Our next project is focusing on the simultaneous determination of oxidized glutathione (GSSG). The GSH/GSSG ratio is widely employed and certainly of interest for our field of application. Also, we want to automate the whole procedure and miniaturize the detection system, moving toward a handheld, portable device. So far there have been no noteworthy concerns for obtaining the necessary permissions for testing of our method, however we are still at a very early stage. Legal and regulatory aspects will certainly become a relevant issue once we decide to move forward from a research project aiming at the development of a new technology to the implementation of a SERS-based tool in the clinical practice.

 

Reference

(1) Á. Sánchez-Illana, F. Mayr, D. Cuesta-García, J.D. Piñeiro-Ramos, A. Cantarero, M. de la Guardia, M. Vento, B. Lendl, G. Quintás, and J. Kuligowski, Anal.
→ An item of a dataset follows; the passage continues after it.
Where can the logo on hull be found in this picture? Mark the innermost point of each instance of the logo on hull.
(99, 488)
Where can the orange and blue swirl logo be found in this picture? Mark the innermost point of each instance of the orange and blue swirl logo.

Chem. 90(15), 9093–9100 (2018). doi: 10.1021/acs.analchem.8b01492.

Julia Kuligowski, PhD, is a postdoctoral researcher at the Health Research Institute La Fe, in Valencia, Spain, where her main research focus is on clinical metabolomics and advanced data analysis tools. She studied biotechnological processes at the University of Applied Sciences Wiener Neustadt, Tulln (Austria) and was trained as an analytical chemist at the Vienna University of Technology (Austria) and the University of Valencia (Spain) where she earned her PhD in 2011. As part of the Neonatal Research Unit, her research focused on the quantification of metabolites and biomarkers in biological samples obtained from clinical trials and animal models employing mass spectrometry–based techniques and vibrational spectroscopy. At present she continues her research activities in the field of neonatology focusing on the discovery of molecular biomarkers for an early, minimally invasive assessment of brain injury secondary to hypoxic-ischemic encephalopathy and the impact of nutrition on growth and development of preterm infants.

 

Guillermo Quintas, PhD, is a senior researcher at the LEITAT Technological Center in Barcelona, Spain. After completing his PhD at the University of Valencia (Spain) in 2004 he obtained a post-doctoral fellowship at the Public Health Laboratory Valencia (Spain), the Vienna University of Technology (Austria), and the University of Valencia, where his research focused on hyphenated systems and infrared spectroscopy. In 2009 he made the transition to a position as senior researcher in Advancell (Barcelona, Spain) and at the Analytical Unit of the Health Research Institute La Fe (Valencia) where his activities were focused on providing tailored analytical solutions for clinical research studies aiming at biomarker discovery and validation. In 2011, he moved to the Bio in vitro division of LEITAT. Currently his main research is directed to the joint analysis of information from multiple platforms (miRNA, metabolomics, and spectroscopy) and clinical data developing novel chemometric approaches.